Valor econômico, v. 21, n. 5115, 27/10/2020. Política, p. A7

 

Militares ganham mais tempo para agir na Amazônia

Matheus Schuch

Raphael Di Cunto

Marcelo Ribeiro

27/10/2020

 

 

Insatisfação com declaração de Salles não foi totalmente superada

Em meio às divergências e troca de provocações entre o ministro do Meio Ambiente e a ala militar do governo, o vice-presidente da República e presidente do Conselho Nacional da Amazônia, Hamilton Mourão, anunciou ontem que as Forças Armadas ficarão por mais tempo na Amazônia. O atual decreto de Garantia da Lei e da Ordem, que vence em novembro, será prorrogado até abril do ano que vem.

Diferentemente de Salles, Mourão já reconheceu que a ação do governo contra a destruição ambiental começou tarde e que é preciso agilidade e eficiência para superar os prejuízos, que incluem possíveis barreiras para acordos comerciais.

“Vamos prorrogar até abril, o presidente tem que assinar entre esta semana e semana que vem. Nós estamos com recurso e ele é suficiente para ir até abril. Tinham sido alocados R$ 400 milhões, acho que ainda tem R$ 180 milhões”, afirmou o vice-presidente, no Planalto. “Nós precisamos prosseguir porque a gente quer entrar em um círculo virtuoso de queda do desmatamento. Para derrubar [os números] nós temos que ter gente em campo, fiscalizando”, disse.

Na conversa com jornalistas, Mourão avaliou que a rusga entre Salles e o ministro da Secretaria de Governo, Luiz Eduardo Ramos foi contornada pelo presidente Jair Bolsonaro, após a reunião de sexta-feira. Salles pediu desculpas por ter chamado o colega de Esplanada de “Maria fofoca” e “banana de pijama” e Ramos retribuiu com a publicação de uma mensagem em tom de pacificação.

“Não existe unanimidade [no governo]”, admitiu o vice-presidente, ponderando que as divergências devem ser tratadas internamente. “Mas os ministros são o Estado Maior do presidente, se está havendo alguma rusga o comandante tem que intervir e dizer ‘vamos baixar a bolinha aí, vamos se acalmar’”.

Nos bastidores, no entanto, fontes afirmaram ao Valor que o clima segue ruim.

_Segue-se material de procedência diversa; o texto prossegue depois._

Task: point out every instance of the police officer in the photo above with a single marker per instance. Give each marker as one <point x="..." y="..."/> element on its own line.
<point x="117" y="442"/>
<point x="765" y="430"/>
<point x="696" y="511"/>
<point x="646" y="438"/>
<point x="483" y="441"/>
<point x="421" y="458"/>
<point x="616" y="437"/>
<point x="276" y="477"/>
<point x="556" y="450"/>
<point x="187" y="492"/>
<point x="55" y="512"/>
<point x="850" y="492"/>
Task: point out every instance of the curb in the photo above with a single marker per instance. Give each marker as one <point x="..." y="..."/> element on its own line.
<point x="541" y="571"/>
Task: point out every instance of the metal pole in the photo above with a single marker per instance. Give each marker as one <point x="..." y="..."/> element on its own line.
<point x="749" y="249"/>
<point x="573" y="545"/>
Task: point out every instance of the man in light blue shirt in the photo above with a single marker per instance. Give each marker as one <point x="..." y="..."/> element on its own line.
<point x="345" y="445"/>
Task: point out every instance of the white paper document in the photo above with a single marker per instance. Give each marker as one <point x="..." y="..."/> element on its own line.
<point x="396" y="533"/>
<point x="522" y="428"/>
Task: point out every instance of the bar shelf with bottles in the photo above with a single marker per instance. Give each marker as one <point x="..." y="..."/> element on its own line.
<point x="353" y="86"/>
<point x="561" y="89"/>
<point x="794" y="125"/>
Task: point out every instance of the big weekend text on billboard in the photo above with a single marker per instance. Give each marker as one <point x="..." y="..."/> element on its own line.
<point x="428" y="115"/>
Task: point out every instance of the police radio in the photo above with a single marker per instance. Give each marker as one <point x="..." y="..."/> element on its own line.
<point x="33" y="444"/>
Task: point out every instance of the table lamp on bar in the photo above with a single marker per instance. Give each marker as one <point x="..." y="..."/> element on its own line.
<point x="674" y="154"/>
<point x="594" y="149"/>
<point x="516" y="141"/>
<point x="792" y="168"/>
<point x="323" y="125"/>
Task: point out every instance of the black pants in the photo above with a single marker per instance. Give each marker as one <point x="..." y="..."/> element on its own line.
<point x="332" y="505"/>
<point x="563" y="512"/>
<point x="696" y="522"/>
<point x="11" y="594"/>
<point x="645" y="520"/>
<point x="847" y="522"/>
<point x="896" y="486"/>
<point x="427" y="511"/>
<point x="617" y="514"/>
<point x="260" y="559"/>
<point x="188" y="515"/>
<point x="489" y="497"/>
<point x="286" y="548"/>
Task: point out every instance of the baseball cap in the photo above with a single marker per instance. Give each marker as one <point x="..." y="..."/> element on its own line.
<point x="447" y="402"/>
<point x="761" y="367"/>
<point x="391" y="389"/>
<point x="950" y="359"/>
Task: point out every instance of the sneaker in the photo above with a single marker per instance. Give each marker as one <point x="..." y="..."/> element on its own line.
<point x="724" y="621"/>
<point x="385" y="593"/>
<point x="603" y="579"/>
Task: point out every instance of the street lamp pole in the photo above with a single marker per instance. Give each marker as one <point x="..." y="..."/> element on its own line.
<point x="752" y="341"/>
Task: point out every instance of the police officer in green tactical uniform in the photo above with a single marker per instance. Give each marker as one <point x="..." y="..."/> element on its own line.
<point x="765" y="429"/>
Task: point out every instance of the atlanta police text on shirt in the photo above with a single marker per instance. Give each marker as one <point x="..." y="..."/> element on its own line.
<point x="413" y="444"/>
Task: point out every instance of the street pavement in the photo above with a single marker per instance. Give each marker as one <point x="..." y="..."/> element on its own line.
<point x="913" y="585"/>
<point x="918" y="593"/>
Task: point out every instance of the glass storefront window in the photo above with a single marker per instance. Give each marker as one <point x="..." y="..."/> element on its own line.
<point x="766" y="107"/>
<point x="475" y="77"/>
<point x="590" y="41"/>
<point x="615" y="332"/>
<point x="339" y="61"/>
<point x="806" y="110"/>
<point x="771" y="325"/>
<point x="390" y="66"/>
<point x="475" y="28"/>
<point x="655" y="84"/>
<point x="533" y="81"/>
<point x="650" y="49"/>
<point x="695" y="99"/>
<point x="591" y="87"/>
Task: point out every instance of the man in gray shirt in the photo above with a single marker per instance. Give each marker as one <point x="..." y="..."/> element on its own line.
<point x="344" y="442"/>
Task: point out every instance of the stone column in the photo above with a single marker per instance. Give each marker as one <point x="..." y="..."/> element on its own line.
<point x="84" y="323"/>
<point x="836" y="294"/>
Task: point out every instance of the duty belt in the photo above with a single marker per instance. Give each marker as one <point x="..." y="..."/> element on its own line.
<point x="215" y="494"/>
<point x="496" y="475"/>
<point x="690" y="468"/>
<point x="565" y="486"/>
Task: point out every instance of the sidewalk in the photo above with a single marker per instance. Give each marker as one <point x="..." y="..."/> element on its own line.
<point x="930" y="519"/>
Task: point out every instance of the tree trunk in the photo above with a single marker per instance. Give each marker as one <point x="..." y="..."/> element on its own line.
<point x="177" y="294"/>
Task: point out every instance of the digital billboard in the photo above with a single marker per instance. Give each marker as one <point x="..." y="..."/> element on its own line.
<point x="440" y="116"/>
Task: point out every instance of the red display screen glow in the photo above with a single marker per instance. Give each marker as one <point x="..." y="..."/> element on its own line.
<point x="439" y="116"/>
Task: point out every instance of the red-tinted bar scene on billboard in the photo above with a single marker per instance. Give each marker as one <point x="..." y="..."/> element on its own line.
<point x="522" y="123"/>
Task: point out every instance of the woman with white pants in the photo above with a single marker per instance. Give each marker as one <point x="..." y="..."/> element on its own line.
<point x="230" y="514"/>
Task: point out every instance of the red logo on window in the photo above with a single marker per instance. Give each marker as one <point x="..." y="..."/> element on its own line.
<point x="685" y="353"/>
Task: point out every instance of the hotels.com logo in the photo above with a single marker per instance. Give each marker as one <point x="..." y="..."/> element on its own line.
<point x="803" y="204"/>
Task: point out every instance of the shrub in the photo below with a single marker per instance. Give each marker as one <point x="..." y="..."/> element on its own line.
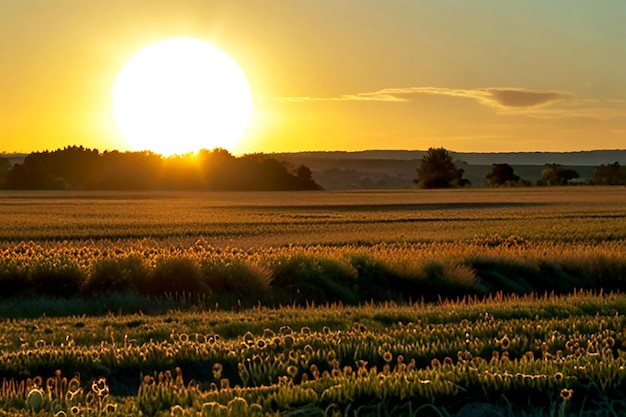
<point x="13" y="280"/>
<point x="175" y="275"/>
<point x="376" y="281"/>
<point x="117" y="275"/>
<point x="304" y="279"/>
<point x="236" y="281"/>
<point x="57" y="277"/>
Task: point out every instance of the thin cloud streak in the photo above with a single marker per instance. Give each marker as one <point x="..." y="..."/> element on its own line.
<point x="507" y="100"/>
<point x="497" y="97"/>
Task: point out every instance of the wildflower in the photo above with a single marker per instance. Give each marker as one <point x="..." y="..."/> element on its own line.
<point x="566" y="394"/>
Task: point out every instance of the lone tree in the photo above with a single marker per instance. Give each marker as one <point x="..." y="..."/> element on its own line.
<point x="502" y="175"/>
<point x="610" y="174"/>
<point x="555" y="174"/>
<point x="437" y="170"/>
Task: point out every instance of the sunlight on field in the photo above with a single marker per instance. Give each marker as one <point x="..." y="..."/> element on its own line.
<point x="238" y="304"/>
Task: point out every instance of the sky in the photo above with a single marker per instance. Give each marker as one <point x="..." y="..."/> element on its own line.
<point x="326" y="75"/>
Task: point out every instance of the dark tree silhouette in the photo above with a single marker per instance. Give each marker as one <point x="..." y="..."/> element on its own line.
<point x="437" y="170"/>
<point x="555" y="174"/>
<point x="80" y="168"/>
<point x="5" y="165"/>
<point x="610" y="174"/>
<point x="503" y="175"/>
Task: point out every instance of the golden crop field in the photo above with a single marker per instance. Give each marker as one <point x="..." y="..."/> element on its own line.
<point x="396" y="303"/>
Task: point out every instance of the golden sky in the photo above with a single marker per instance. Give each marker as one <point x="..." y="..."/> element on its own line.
<point x="480" y="75"/>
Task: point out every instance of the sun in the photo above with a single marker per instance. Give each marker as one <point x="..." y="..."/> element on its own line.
<point x="180" y="95"/>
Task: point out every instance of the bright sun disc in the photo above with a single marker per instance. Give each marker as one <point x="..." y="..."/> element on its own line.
<point x="180" y="95"/>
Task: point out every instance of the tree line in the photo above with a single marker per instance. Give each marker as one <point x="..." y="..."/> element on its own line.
<point x="79" y="168"/>
<point x="438" y="170"/>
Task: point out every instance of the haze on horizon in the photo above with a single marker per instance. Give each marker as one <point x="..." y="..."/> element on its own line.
<point x="477" y="76"/>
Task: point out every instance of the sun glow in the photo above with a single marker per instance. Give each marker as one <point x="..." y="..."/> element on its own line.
<point x="180" y="95"/>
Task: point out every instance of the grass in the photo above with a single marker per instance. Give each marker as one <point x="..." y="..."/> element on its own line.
<point x="350" y="303"/>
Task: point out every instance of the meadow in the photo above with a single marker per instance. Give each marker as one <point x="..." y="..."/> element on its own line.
<point x="314" y="303"/>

A avaliação entre militares é de que os generais não podem ficar sujeitos a uma “humilhação pública dessas”, como classificou um oficial, enquanto agem para apresentar resultados efetivos na área de atribuição do ministro que os ataca.

A disputa entre Salles, que tem o apoio dos filhos de Bolsonaro e de integrantes da chamada ala ideológica, e os militares está ligada diretamente a divergências sobre o combate a ilegalidades, desmatamento e queimadas na Amazônia e no Pantanal.

O protagonismo de Mourão, do ministro da Defesa, Fernando Azevedo e Silva, e de outros oficiais envolvidos em ações extraordinárias na área de Meio Ambiente incomodaram Ricardo Salles. Outra questão que irritou o ministro foi o congelamento de recursos para atuação do Ibama e outros órgãos vinculados à sua pasta.

Salles disparou críticas diretas a Ramos por enxergar no general a coordenação de articulações para tira-lo do cargo. Na disputa, Ramos ganhou o apoio de deputados do Centrão e do presidente da Câmara, Rodrigo Maia (DEM-RJ), que reagiram, principalmente, ao “grupo ideológico” de apoiadores de Bolsonaro, alinhados a Salles.

Os parlamentares sentem-se igualmente atacados pela militância ideológica, que repudia os acordos fechados por Ramos e pelo próprio Bolsonaro com os congressistas. “É meio óbvio estar alinhado ao lado de quem está contra os ideológicos”, afirmou um deputado influente, que vê ataques organizados por esse grupo contra a cúpula do Congresso e os políticos em geral na internet.

Ramos também é fiador dos acordos fechados por esses parlamentares e partidos com o governo, como a nomeação de aliados políticos e a liberação de verbas para redutos eleitorais, que poderiam ficar comprometidos com a troca de ministro.

Embora incomodado com a exposição e o desgaste do caso, o Valor apurou que Bolsonaro teria sinalizado que não pretende tomar uma atitude brusca no curto prazo, como demissão ou reprimenda pública de um ou outro ministro.